Six years on Felipao will be heading Chelsea's travelling party to Shah Alam. He was early this morning confirmed as Avram Grant's successor at Stamford Bridge.
I wrote this for the Malay Mail in May 2002.
AS a player, Luiz Felipe Scolari was everything that Brazilian football is not.
So-so with the ball, tough rather than elegant, hard working than languid but always reliable.
There are few more high-pressure jobs in football than managing Brazil, the main advocates of jogo bonito with millions of football-mad fans who expect the samba kings to win every World Cup.
His idea for a World Cup victory in the upcoming edition in Korea/Japan would include variable tactics according to the opponents, physical training, the right to select the players and a winning attitude.
And the 53-year old has his own way of thinking things out - he makes it a point to do some brisk walking every day.
While the array of talented and multi-millionaire footballers trained at the National Sports Council (NSC) pitch at Bukit Jalil, Scolari was seen circling the warm-up track, with his assistant Antonio Lopes a loyal companion.

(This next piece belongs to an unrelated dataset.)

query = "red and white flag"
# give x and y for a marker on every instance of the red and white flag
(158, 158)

"Usually this is the time when Scolari discusses tactics and players with Lopes," said Sao Paulo-based journalist, Wagner Vilaron.
"He has much thinking to do. He does this almost everyday.
"It is routine for him. Sometimes he walks in the morning, sometimes in the evening."
Felipao or Big Phil, as he is known back home, is not exactly the darling of Rio de Janeiro.
Scolari's decision to drop Romario from the final 23 was seen as a big sin by the fans.
Purists too criticised his idea of modelling his 2002 team after Carlos Alberto Parreira's Brazil in 1994 than Mario Zagallo's Brazil 1970.
"This goes against our nature," noted one journalist.
Under fire or his over-aggressive style, Scolari has already announced his intention to resign when the World Cup campaign is over regardless of the outcome.
Still he has plenty to think about between now and the World Cup.
Married with two boys, Scolari yesterday toyed with the idea of taking his players for a swim at the National Aquatic Centre.
A slight drizzle forced a change of plans.
The players had disembarked yesterday morning and two hours after their arrival, they were already in training.
Scolari's main concern is the reaction of the players to the time difference of time, not Malaysia whom they meet on Saturday.
Surely the historic rendezvous at the National Stadium is a mere walk on the park for Scolari and Co.
I look forward to meeting Big Phil again.